Project Metamorphosis: Unveiling the next-gen event streaming platformLearn More

The Simplest Useful Kafka Connect Data Pipeline in the World…or Thereabouts – Part 2

In the previous article in this blog series I showed how easy it is to stream data out of a database into Apache Kafka®, using the Kafka Connect API. I used MySQL in my example, but it’s equally applicable to any other database that supports JDBC—which is pretty much all of them! Now we’ll take a look at how we can stream data, such as that brought in from a database, out of Kafka and into Elasticsearch.

Kafka Connect

Again, we’re using Kafka Connect to do this in a scalable, fault-tolerant way, and all with just some simple configuration files!
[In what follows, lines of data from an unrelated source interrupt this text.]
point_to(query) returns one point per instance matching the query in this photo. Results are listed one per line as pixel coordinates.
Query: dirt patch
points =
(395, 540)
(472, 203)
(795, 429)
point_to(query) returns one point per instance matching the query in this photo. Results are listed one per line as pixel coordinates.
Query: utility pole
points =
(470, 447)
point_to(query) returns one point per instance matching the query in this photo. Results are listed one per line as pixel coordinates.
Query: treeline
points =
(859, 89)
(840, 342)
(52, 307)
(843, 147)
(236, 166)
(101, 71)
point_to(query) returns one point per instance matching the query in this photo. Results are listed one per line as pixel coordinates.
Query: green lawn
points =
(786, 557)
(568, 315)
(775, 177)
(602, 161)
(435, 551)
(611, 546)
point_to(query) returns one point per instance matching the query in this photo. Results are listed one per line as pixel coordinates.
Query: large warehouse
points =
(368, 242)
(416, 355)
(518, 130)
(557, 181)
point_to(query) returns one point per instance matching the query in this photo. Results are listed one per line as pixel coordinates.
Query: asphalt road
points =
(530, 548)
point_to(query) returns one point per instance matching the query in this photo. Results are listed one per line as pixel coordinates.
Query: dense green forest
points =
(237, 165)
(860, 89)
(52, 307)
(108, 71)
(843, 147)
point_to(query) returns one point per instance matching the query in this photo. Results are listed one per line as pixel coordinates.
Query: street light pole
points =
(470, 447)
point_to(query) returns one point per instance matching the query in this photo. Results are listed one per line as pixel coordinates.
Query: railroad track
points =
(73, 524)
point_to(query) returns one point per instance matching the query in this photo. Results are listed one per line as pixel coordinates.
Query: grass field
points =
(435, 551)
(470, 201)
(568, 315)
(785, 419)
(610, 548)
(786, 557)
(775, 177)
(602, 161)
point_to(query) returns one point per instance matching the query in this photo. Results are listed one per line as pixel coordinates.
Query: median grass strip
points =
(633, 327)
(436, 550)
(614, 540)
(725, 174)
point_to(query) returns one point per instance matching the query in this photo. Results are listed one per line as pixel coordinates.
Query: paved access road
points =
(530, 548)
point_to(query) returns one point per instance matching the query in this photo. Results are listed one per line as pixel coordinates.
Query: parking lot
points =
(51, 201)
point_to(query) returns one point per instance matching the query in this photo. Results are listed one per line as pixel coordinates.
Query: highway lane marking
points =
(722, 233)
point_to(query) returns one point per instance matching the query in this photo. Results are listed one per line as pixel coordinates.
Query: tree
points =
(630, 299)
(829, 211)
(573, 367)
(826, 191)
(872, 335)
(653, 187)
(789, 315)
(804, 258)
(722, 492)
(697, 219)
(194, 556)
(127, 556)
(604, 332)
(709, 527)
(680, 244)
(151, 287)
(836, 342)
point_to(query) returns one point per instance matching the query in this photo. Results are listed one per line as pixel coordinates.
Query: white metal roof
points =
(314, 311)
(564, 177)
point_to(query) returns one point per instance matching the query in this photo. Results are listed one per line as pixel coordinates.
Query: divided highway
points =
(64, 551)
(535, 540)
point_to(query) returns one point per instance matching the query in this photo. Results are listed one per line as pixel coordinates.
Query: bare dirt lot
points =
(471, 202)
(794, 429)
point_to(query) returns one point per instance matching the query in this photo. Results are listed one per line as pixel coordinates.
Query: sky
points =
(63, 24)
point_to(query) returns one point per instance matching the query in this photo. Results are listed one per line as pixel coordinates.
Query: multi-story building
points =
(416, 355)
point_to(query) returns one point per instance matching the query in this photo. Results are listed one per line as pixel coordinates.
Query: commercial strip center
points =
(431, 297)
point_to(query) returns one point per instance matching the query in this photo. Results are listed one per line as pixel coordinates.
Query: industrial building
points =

Here I’m assuming you’ve followed the previous article for the general setup and installation steps. If you haven’t already, start Elasticsearch:

$ elasticsearch

[...]

[2017-08-01T15:22:40,132][INFO ][o.e.h.n.Netty4HttpServerTransport] [-1Kfx0p] publish_address {127.0.0.1:9201}, bound_addresses {[fe80::1]:9201}, {[::1]:9201}, {127.0.0.1:9201}, {127.94.0.2:9201}, {127.94.0.1:9201}

[2017-08-01T15:22:40,132][INFO ][o.e.n.Node               ] [-1Kfx0p] started

Now with further ado, let’s dive in!

Whilst Kafka Connect is part of Apache Kafka itself, if you want to stream data from Kafka to Elasticsearch you’ll want the Confluent Platform (or at least, the Elasticsearch connector).

The configuration is pretty simple. As before, see inline comments for details

It’s worth noting that if you’re using the same convertor throughout your pipelines (Avro, in this case) you’d actually put this in the Connect worker config itself rather than repeating it for each connector configuration.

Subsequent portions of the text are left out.